Anasayfa » İç Denetim | İç Denetim Danışmanlığı | İç denetçilik | Kamu İç Denetim » Denetim Komitesi ve İç Denetim Etkinliği Arasındaki İlişki

Denetim Komitesi ve İç Denetim Etkinliği Arasındaki İlişki

Bilindiği üzere ülkemizde ilk olarak SPK ve BDDK düzenlemelerinde yer almış olan, daha sonra yeni Türk Ticaret Kanununda da bahsi geçirilen Denetim Komiteleri (DK), şirketlerde iç kontroller, finansal raporlama, iç denetim, muhasebe sistemleri ve uygulamaları ile dış denetim faaliyetlerinin Yönetim Kurulu adına gözetim ve koordinasyonu ile görevli Komitelerdir. SPK düzenlemelerine göre hisse senetleri borsada işlem gören ortaklıklarda ve BDDK düzenlemelerine göre de Bankacılık Sektöründe oluşturulması zorunlu hale getirilmiştir. Yeni TTK’da ise halka açık sermaye şirketlerde oluşturulması zorunludur. Diğer sermaye şirketlerinde zorunlu olmamakla birlikte, oluşturulması tavsiye edilmektedir. Bu konuda ikincil düzey mevzuatta gerekli açıklamalar beklenmektedir.

Denetim Komitelerinin Yönetim Kurulu içinde, icrai sorumluluğu bulunmayan, ya da murahhaslık özelliği taşımayan üyelerden oluşmaları en iyi uygulama olarak kabul edilir.
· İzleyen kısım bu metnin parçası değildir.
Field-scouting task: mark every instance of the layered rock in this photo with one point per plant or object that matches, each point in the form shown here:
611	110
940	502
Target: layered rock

Buna ek olarak dışarıdan konusunda uzman bağımsız üye alınması, Komitelerin nesnelliğini daha da artırmaktadır.

Denetim Komitelerinin dış denetim, iç kontrol, risk yönetimi, finansal raporlama, iç denetim ve muhasebe sistemleri ile ilgili gözetim görevleri olmakla birlikte, en kritik görevinin iç denetim faaliyeti ile ilgili olduğunu söylemek herhalde yanlış olmayacaktır. Bir kurumun/şirketin iç kontrol, risk yönetimi ve kurumsal yönetim süreçlerinin etkinliğine dair Şirket Yönetim Kuruluna güvence sağlama ve danışmanlık yapma misyonuna sahip iç denetim faaliyetinin, Denetim Komitesine esasen diğer bütün görevlerinde yardımcı olduğunu düşündüğümüzde, etkin ve başarılı bir Denetim Komitesine sahip olmanın etkin bir iç denetim faaliyetine sahip olmayı gerektirdiği görülmektedir.
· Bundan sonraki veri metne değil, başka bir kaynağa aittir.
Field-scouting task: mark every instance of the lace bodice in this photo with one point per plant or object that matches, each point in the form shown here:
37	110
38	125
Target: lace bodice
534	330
Ancak burada ilginç bir durum vardır ki, işleri biraz karıştırmaktadır. Etkin bir DK’ nın etkin bir iç denetim sayesinde var olabileceği koşulu doğrudur. Ancak bunun tam tersi de doğrudur ve önemlidir. Yani etkin bir iç denetim faaliyetine sahip olmanın ön koşulu da etkin ve iyi çalışan bir Denetim Komitesine sahip olmaktır.

Denetim Komitesi yapılanması bulunmayan şirketlerde, iç denetimin yaşadığı zorluklar başta iç denetimin Üst Yönetime erişimi, bilgi/belge almadaki sorunlar, kurumsal kabul, denetim bulgularına yönelik aksiyonların yerine getirilmemesi, vb. olmak üzere iç denetimin varlığını tehdit eder hale gelmektedir.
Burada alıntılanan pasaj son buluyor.